Kirill: Interesting. You’re saying that your contour was contiguous?
Deblina: Yeah.
Kirill: Okay. Very interesting. I thought the deep learning area for
image recognition is convolutional neural nets?
Deblina: Yeah, it is, but then what I did was I used this particular
fuzzy neural net system. Exactly, it was fuzzy convolutional
neural nets.
Kirill: Fuzzy convolutional neural nets. Okay.
Deblina: Yeah, exactly. So that was the one which I compared it with.
Maybe because I was working with R last night and I got
confused—anyway, that was how I did it. So, the contour of
interests were scattered for FCNN and not for the algorithm
which we developed.
Kirill: Cool. So your algorithm is pretty up at the top there.
Interesting. We might be studying that very soon. If you
write a Python library, maybe.
Deblina: Yeah, sure. Maybe. (Laughs) I will do that.
Kirill: All right, cool. And once you finish your degree in two
months, where do you think that will take you?
Deblina: Right now, I really don’t know because I’m totally focusing
on this graduation stuff. I’ve been writing my thesis. And
after that I’m headed to Intel for two months in their R&D
section for some work on Internet of Everything. That’s IOx,
a new thing. And after that I will just be open to
opportunities. I don’t really know, but I would definitely love
to learn and just keep doing what I’m doing.
Kirill: Okay. And do you have some kind of a dream, some problem
that you want to solve in the world using artificial
intelligence?
Deblina: As I told you, for me, health care is one of the things that I
really want to get out there and totally automate it. I’m not
saying like perform surgeries and stuff, but for the first-time
diagnosis, or even helping the doctors, making their work
easy. So that would be great, so that the time for diagnosis
is saved considerably and the accuracy of your prognosis,
when you’re doing it, that will be much better. I want to do
that.
As of now, I haven’t really thought long-term what I’m going
to do, but it’s going to be everything related to AI. Another
problem is that right now, the field of AI has a lot of
capabilities like NLP, text and speech, knowledge recovery,
image processing, separately, but none of the work that we
have done with respect to all the work around the world
happening right now. We need to integrate it and make it as
one single system. That hasn’t been done as of even 2017.
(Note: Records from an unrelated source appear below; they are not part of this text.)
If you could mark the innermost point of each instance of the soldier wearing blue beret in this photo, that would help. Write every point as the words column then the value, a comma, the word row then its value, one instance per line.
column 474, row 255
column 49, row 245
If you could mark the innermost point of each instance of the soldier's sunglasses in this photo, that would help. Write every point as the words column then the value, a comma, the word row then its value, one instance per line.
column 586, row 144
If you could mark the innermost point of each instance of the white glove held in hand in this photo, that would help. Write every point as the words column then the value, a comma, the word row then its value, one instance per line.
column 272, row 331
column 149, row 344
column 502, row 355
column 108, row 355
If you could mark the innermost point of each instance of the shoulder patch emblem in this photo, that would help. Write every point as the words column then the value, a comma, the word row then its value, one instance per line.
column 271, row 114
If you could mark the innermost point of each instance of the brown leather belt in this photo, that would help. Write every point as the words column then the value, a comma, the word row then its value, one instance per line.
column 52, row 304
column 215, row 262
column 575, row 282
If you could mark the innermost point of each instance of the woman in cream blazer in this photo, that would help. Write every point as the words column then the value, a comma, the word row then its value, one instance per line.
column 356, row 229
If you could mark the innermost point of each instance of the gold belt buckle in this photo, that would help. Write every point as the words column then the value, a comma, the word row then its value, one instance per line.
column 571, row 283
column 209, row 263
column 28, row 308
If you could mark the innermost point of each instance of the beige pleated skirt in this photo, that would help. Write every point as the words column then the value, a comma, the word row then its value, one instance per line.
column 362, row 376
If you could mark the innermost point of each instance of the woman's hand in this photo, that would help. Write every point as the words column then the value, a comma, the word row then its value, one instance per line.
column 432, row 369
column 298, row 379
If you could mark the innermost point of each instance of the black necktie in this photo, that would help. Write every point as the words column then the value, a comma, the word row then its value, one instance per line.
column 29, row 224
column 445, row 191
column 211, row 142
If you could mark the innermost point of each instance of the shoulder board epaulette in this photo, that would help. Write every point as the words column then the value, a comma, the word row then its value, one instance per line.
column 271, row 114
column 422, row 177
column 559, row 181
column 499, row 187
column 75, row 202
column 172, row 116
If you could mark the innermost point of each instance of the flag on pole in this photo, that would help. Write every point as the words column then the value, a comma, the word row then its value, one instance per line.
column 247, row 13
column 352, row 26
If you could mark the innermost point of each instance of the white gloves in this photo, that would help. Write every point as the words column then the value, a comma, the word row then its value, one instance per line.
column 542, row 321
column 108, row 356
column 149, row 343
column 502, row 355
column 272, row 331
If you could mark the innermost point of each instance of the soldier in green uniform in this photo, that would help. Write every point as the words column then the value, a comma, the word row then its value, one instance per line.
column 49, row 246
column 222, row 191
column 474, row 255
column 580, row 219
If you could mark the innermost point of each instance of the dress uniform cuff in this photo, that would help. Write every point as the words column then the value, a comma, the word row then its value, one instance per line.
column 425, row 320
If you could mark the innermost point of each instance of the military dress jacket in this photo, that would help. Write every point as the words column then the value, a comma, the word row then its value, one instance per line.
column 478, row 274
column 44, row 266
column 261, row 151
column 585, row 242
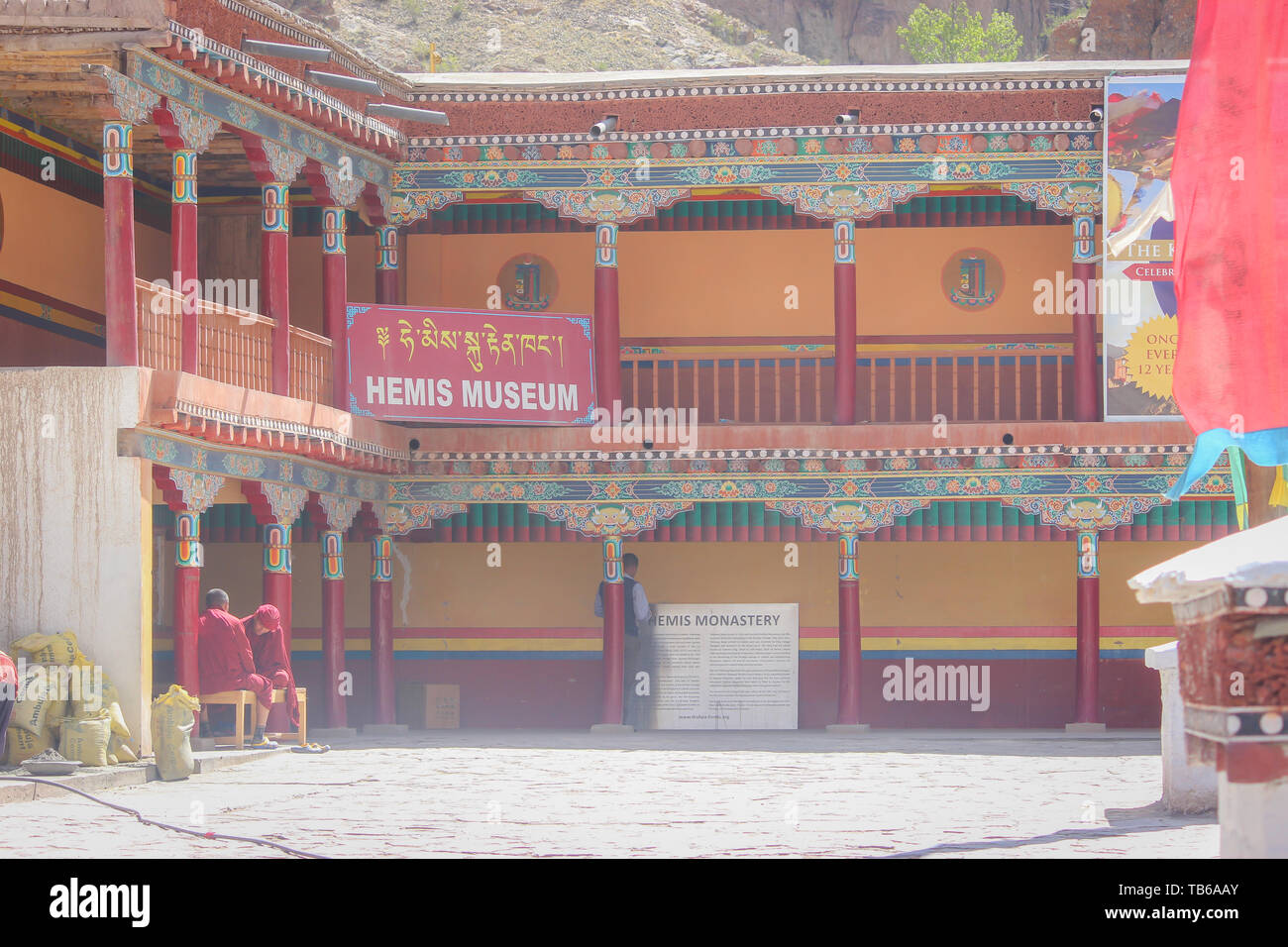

The day that we build an end-to-end AI system, that would
be great, with all these functionalities. That would be the
ultimate aim of any AI researcher.
Kirill: Okay. That’s a big undertaking, definitely. Let’s talk a bit
about where the field of AI and data science is going in
general. From what you’ve seen around the world and from
the research you’ve done, what do you think the future is of
artificial intelligence?
Deblina: As far as I know, from the opinions of the scientists and the
researchers with whom I’ve met in conferences around the
world, what all of us are thinking is that the field of data
science is headed towards a fusion with intelligence systems
to create smart cities of the future. That’s the main vision. I
also strongly believe that with the on-going research with
real-time big data and Internet of Everything right now, data
science is going to explode in the future with a lot of stuff
happening. As of today – I just read this this morning when I
got up – Strata and Scala have been replaced by Hadoop
already—I’m sorry, Strata and Scala have replaced Hadoop.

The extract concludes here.